Naja, im Prinzip habe ich nichts gegen Lenovo, nur hat mir das Asus Slider eben auf anhieb besser gefallen.

Das heißt, über einen Digitizer kann man dann schon Malen und Frei hand schreiben ohne eine Strichstärke von einem Fingerdurchmesser zu haben? Wenn es so ist würde ich einfach einen Digitizer dazu bestellen, sollte dann ja funktionieren.

Naja gut, die 1500€ würden den Rahmen deutlich sprengen, also bleibt es bei einem Android.
Wenn man mit dem ezPDF-Reader wirklich eben mein gewünschtes Malen und frei hand schreiben vornehmen kann dann wäre das ja perfekt.
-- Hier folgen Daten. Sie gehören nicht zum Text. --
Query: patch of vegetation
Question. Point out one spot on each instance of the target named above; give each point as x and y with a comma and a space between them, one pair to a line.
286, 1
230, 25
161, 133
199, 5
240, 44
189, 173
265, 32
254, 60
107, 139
Vielen dank auf alle Fälle schonmal für die Antworten bisher, jetzt ist eigentlich nur die Frage mit dem Digitizer etwas offen


----------



## Iceananas (13. November 2011)

*AW: Schreibsoftware für Tablets?*

Zum Digitizer gehört nicht nur ein Stift, sondern auch ein entsprechender Touchscreen, von daher wird dein Vorhaben etwas schwierig 

Der Digitizer im Display reagiert nur auf dem Stift und deaktiviert den kapazitiven Touchscreen, damit du deine Hand beim schreiben auflegen kannst (ist zumindest bei herkömmlichen Convertibles so, beim Lenovo Tablet habe ich es noch nicht ausprobiert... kannst ja ein wenig recherchieren). Dafür werden auch präzisere Eingaben wie Gedankenstriche, "i-Punkte" oder generell Satzteichen überhaupt erkannt (auf einem normalen Touchscreen fast unmöglich).

Falls du vom Silder die Tastatur haben magst gibts fürs Lenovo auch eine Schutzhülle mit Tastatur (also eine Art Dock).


----------



## avenger (13. November 2011)

*AW: Schreibsoftware für Tablets?*

Also werd ich nicht daran herumkommen, nochmal zu schauen ob das Asus Slider auch einen Digitizer besitzt, ansonsten wirds wohl doch ein Lenovo wie es aussieht


----------



## PEG96 (14. November 2011)

Ansinsten kannst du zum schreiben auch einen Handschuh anziehen

MfGPEG


----------



## Iceananas (14. November 2011)

*AW: Schreibsoftware für Tablets?*



PEG96 schrieb:


> Ansinsten kannst du zum schreiben auch einen Handschuh anziehen
> 
> MfGPEG


 
Ändert aber nix daran dass die Schrift kacke aussieht. Der kapazitiv Touch ist einfach nicht für präzise Schrifterfassung gedacht.


----------